Alberta Prosperity Project claims independence could yield a $45B surplus in year one. Experts raise concerns about projections and economic assumptions.
Alberta Group Releases Bold Fiscal Vision for Independence
On Thursday, the Alberta Prosperity Project (APP) unveiled a detailed draft fiscal plan projecting a massive budget surplus within the first year of Alberta’s separation from Canada. Titled The Value of Freedom, the document claims Alberta’s economy could double in size over two decades of independence, driven by reduced federal contributions, tax cuts, and expanded oil production.
Surplus Projections and Key Economic Assumptions
The plan outlines an estimated $23.6 to $45.5 billion annual surplus after separation, primarily from halting federal equalization payments—estimated savings of up to $47 billion. APP co-founder Jeff Rath presented the findings in Calgary, emphasizing that these numbers reflect conservative scenarios based on public data from Statistics Canada, the Alberta government, and major accounting firms.
However, economic experts have cast doubt on the projections. Charles St-Arnaud, chief economist at Alberta Central, said, “There are a lot of unknowns. Setting up independent institutions would likely cost more than anticipated.”
Ambitious Tax Cuts and Oil Forecasts Raise Eyebrows
The draft proposes tax cuts of up to 55% and deregulation for businesses, alongside aggressive expansion in oil and gas production. It suggests production could reach 9.5 million barrels per day by 2045—nearly triple the current forecast by S&P Global for 2025.
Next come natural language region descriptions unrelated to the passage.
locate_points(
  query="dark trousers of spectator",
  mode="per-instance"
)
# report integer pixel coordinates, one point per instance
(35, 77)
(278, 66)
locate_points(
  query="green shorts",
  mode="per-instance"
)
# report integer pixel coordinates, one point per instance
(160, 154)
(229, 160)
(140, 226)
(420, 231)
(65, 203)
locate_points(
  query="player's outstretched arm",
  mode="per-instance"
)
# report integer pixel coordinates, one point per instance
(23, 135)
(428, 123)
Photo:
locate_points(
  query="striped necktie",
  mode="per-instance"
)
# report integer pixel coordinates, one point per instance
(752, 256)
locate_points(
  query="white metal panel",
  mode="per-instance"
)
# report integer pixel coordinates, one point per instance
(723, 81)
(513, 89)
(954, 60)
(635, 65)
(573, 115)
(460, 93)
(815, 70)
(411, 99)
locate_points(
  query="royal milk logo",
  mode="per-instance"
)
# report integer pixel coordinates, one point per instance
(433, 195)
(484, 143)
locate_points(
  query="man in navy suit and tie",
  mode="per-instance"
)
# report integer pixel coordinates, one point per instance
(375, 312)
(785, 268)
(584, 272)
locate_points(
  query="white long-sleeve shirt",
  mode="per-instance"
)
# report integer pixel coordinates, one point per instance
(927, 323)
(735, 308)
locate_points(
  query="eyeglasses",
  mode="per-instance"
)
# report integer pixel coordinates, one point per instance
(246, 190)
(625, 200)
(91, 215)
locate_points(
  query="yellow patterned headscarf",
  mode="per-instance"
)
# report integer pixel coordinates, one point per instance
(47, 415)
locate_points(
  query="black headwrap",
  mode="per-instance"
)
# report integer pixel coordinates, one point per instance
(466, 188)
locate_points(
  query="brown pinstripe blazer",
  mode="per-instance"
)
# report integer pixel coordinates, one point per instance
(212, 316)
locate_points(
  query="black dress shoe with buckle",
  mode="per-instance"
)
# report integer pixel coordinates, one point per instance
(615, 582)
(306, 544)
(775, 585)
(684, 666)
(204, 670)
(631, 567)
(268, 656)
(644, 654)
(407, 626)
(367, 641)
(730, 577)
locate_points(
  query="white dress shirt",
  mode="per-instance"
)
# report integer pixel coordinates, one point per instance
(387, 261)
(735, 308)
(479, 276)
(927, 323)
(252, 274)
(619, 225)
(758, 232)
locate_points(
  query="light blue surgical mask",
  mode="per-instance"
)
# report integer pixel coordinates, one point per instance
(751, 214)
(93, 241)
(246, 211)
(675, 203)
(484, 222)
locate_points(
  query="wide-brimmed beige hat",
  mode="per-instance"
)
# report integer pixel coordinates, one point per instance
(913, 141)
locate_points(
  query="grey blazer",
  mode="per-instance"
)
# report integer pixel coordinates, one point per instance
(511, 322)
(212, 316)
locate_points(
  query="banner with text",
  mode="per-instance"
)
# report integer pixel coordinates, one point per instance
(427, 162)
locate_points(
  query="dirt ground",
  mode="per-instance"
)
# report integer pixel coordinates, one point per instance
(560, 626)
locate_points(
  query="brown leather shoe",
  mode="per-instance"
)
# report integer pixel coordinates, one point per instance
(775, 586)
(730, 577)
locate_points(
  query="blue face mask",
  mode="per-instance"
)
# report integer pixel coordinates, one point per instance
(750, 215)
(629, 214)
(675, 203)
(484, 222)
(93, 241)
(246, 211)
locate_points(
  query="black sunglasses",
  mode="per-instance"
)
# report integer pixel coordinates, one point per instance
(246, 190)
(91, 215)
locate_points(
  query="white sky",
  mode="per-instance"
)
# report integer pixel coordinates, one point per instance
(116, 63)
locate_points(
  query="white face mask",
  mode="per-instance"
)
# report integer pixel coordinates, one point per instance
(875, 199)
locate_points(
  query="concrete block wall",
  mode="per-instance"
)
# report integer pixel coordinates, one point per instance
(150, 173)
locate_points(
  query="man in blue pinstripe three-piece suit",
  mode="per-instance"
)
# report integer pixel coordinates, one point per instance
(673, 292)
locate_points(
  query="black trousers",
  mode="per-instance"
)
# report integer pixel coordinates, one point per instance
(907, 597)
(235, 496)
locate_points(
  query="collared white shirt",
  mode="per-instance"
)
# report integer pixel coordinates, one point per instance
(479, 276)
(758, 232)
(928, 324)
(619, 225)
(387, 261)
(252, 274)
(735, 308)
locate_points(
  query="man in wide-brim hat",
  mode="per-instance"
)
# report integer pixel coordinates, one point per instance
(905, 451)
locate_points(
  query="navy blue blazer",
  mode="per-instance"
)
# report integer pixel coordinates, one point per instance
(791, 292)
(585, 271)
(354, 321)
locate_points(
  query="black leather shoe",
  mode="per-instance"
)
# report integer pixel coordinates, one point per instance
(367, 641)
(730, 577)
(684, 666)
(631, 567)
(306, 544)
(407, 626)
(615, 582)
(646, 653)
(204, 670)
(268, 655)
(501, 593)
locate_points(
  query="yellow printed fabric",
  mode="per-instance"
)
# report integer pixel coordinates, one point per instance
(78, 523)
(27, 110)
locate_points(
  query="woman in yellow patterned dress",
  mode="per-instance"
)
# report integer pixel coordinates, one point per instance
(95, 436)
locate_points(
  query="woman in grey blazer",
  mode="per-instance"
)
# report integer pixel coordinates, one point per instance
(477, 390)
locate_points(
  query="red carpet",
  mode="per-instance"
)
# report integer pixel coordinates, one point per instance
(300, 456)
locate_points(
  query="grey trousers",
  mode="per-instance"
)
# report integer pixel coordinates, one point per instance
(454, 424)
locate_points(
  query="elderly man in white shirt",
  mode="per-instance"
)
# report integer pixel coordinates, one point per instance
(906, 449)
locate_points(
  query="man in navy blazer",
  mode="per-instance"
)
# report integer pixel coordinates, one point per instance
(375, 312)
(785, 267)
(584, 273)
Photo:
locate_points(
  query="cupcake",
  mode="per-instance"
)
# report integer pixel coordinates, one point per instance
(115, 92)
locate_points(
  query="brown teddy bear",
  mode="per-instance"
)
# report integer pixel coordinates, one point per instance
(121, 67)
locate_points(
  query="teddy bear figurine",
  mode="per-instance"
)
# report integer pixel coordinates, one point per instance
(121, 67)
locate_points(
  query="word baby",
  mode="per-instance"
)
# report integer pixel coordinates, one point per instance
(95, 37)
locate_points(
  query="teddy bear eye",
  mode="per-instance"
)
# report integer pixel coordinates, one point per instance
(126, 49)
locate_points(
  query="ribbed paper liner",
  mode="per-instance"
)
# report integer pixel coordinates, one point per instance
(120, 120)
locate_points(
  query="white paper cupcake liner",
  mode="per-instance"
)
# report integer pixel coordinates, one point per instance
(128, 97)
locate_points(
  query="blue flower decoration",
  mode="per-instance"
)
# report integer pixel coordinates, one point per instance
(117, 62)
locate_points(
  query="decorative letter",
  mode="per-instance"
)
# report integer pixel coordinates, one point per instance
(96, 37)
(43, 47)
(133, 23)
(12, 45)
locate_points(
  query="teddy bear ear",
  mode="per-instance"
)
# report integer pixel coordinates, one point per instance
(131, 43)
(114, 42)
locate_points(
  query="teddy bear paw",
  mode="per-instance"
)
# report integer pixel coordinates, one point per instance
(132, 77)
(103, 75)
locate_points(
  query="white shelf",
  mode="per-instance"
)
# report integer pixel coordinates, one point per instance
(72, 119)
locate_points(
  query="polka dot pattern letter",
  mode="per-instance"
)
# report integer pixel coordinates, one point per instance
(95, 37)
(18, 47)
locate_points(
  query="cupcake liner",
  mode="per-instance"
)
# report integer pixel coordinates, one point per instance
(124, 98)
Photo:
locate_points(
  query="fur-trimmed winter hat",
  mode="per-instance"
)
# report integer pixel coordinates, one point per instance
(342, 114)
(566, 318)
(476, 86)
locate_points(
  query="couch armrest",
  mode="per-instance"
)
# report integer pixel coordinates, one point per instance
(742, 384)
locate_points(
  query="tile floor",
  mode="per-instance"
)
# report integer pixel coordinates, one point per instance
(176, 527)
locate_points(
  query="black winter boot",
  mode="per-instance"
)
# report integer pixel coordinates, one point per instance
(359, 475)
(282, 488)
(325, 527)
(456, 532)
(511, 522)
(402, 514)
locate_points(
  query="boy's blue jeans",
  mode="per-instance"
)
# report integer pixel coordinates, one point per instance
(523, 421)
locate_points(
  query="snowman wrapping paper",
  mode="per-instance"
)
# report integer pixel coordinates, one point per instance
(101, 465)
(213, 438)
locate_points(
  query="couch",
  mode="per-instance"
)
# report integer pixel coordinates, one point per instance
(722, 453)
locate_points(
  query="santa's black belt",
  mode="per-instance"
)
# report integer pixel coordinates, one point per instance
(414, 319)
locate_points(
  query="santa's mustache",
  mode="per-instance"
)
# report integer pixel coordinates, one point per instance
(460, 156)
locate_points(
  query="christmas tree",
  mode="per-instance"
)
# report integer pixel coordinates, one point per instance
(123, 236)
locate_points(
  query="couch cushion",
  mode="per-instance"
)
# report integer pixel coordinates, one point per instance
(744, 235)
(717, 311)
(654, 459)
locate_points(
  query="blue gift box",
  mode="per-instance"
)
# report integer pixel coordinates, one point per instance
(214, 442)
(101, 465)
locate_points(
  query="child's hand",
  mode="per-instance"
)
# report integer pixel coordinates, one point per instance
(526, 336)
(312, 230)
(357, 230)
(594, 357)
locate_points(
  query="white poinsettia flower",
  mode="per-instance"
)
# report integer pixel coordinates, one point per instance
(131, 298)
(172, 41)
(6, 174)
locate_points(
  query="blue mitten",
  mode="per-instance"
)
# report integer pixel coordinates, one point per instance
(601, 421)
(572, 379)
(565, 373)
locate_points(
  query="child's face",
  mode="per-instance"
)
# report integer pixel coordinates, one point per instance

St-Arnaud criticized this assumption as overly optimistic, especially since the plan pegs oil at $85 a barrel while current prices remain below $70. Despite this, Rath claimed the estimates were “extremely conservative” and designed to reflect the least optimistic outcome.
Academic and Public Concerns Over Viability
Political science professor Lisa Young from the University of Calgary noted the plan does acknowledge fluctuating oil demand. Still, she questioned the absence of detailed contingency measures and deeper economic analysis.
“The document lacks robust modelling on real-world impacts,” she said. “Have they considered the frictional costs of separation or the economic impact of population decline if people choose to leave?”
Pensions, Currency, and Fiscal Risk
A key component of the plan is the proposed Alberta Pension Plan, which would seek $167 billion from the Canada Pension Plan by 2026, based on a 2023 LifeWorks report. Rath also stated Alberta would reduce pension contributions while doubling payouts—claims economists warn are risky.
St-Arnaud highlighted a critical error in the APP’s methodology: including pension fund returns in government revenue estimates. “That’s not standard fiscal accounting,” he said. “Pension funds are separate entities.”
Additionally, the APP proposes initially adopting the U.S. dollar before transitioning to a new Alberta currency—raising questions about stability and financial impacts on households and businesses.
Reaction to Competing Petition and Referendum Plans
Rath also dismissed a separate campaign by former PC MLA Thomas Lukaszuk advocating for Alberta to remain in Canada. The Forever Canada initiative, which seeks to present its own referendum question, was labeled “a bad joke” by Rath.
He emphasized the APP’s planned referendum will be a constitutional challenge, separate from policy-based petitions. Elections Alberta permits both types of questions to proceed under existing rules.
Looking Ahead
While the APP’s plan paints an ambitious picture of Alberta’s economic future post-independence, significant doubts remain over its feasibility and assumptions. As the province edges closer to a possible referendum, the debate over separation—fueled by bold promises and complex risks—continues to deepen.